Interview with Forester Fred Safford about Cruising Timber
I am sitting here with Fred Safford of Clear Lake Lumber in Spartansburg, PA. Fred you have “SAF” after your name on your business card. What does that mean?
Fred Safford – It refers to my membership in the Society of American Foresters which is an organization made up of professional foresters. To maintain your membership, you have to keep up with continuing education credits through classes and seminars.
What do you do for Clear Lake Lumber?
FS - I am a procurement forester which means I contact landowners with the hopes of buying their timber. I then negotiate a sale and supervise the logging of the property to make sure it is done in a sustainable manner.
I hear the term “cruising timber” is that what you are doing?
FS - Cruising timber is just a fancy name for going out to measure trees. It refers to determining the number of board feet of lumber in a given area to come up with a value. In Maine we use a sample plot method. We will mark a specific area like a 1/5 of an acre and measure the height and diameter of trees we consider merchantable to then apply across the entire stand. In Western New York and Pennsylvania where the acreages are smaller and timber more valuable we don’t sample the plots. Instead, we measure every tree we are going to harvest. Filson still makes a coat they refer to as a cruising jacket which originally was used by foresters to work in the woods.
[Cruisers at Cold Spring Ranger Station 1917 - Oregon State University Collections]
Is this also called blazing?
FS - No, blazing is a little different. It is marking property boundary lines. An axe is use to carve out a slice of wood from a tree which gives you a flat surface to paint. You can’t just paint the bark because in a few years it won’t be there. By blazing the boundary marker lasts 12-14 years.
Do you use an axe when cruising timber?
FS - Yes. It is a multi-purpose tool when out in the woods. If you are doing sample plots and taking a compass bearing you may need to clear out a sight line by using an axe to limb or cut brush. You can use the poll of the axe to take a sounding on a tree trunk to determine if the tree is hollow and rotted. Two weeks ago I was looking at some big cherry in Cattaraugus County, New York and I used an axe to chop into the trees to determine the quality of the wood. In that instance I found the wood powdery meaning it had red rot and was thus worthless. I also carry an axe in my truck because I am usually going into remote areas where I may need to clear out a tree over an access roadway.
Why don’t you just use a chain saw?
FS - Because it is a pain to carry the gas, take it out of the case, and start it up just to use for a minute.
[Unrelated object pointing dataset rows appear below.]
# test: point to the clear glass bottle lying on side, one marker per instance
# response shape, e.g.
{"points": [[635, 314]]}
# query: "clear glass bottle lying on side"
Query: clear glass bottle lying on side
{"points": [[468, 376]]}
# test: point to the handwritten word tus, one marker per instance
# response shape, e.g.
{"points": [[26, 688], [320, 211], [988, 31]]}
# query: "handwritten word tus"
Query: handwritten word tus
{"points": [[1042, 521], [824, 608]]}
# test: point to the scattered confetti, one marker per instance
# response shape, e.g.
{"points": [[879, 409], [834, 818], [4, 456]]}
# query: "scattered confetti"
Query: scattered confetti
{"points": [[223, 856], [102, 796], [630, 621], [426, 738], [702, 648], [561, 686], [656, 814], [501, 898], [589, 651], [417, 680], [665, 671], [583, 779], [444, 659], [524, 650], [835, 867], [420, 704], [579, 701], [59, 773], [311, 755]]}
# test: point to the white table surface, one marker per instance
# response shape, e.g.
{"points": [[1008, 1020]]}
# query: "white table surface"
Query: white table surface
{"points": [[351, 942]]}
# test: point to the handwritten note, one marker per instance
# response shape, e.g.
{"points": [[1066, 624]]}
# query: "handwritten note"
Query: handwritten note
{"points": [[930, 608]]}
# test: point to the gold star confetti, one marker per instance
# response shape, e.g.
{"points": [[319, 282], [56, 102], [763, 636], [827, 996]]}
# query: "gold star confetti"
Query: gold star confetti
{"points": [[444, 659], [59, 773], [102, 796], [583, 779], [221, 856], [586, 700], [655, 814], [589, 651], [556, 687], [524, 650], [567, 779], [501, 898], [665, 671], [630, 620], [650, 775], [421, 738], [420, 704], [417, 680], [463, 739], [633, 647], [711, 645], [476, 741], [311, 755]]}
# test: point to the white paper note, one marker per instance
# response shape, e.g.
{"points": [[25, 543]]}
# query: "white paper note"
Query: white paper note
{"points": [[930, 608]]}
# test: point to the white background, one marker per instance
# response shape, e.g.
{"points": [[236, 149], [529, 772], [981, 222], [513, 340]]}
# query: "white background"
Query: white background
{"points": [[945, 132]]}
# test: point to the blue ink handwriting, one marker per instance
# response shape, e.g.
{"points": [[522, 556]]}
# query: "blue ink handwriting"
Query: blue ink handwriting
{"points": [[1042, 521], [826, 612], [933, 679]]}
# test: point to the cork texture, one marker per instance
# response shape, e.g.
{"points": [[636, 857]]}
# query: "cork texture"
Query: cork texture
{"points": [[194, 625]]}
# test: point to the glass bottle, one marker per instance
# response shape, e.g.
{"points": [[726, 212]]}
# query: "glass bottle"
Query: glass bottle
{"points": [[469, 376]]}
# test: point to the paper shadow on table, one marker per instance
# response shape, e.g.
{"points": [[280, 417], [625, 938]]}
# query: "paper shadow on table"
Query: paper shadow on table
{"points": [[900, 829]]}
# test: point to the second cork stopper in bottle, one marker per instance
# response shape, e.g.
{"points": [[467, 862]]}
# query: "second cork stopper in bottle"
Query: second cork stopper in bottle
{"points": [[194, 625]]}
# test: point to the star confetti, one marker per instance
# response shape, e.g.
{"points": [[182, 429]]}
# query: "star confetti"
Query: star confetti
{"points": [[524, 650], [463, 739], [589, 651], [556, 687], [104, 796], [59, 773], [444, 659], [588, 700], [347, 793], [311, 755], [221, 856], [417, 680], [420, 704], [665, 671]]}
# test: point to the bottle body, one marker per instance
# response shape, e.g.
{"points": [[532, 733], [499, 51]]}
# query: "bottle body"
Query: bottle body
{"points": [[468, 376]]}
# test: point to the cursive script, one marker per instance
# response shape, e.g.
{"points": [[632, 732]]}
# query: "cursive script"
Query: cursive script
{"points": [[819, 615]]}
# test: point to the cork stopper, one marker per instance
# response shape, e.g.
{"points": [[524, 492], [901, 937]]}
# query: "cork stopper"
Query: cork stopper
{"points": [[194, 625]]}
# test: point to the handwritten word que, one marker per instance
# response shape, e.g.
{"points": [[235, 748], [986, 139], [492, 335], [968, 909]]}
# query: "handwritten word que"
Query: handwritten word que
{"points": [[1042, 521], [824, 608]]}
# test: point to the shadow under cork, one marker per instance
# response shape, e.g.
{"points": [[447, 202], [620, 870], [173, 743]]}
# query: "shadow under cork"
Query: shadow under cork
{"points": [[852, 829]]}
Most of the time the trees laying across the roads are smaller anyways.
What is a “cruiser” axe?
FS - A cruiser axe is just a smaller axe. You don’t want to lug around a big axe when walking through the woods. I can do all of the things I need to do while cruising timber with a smaller, lighter axe. It also straps into my backpack easier.
So the axe is still an essential tool for today’s forester?
FS - I don’t know a single forester that does not have an axe in their truck at all times.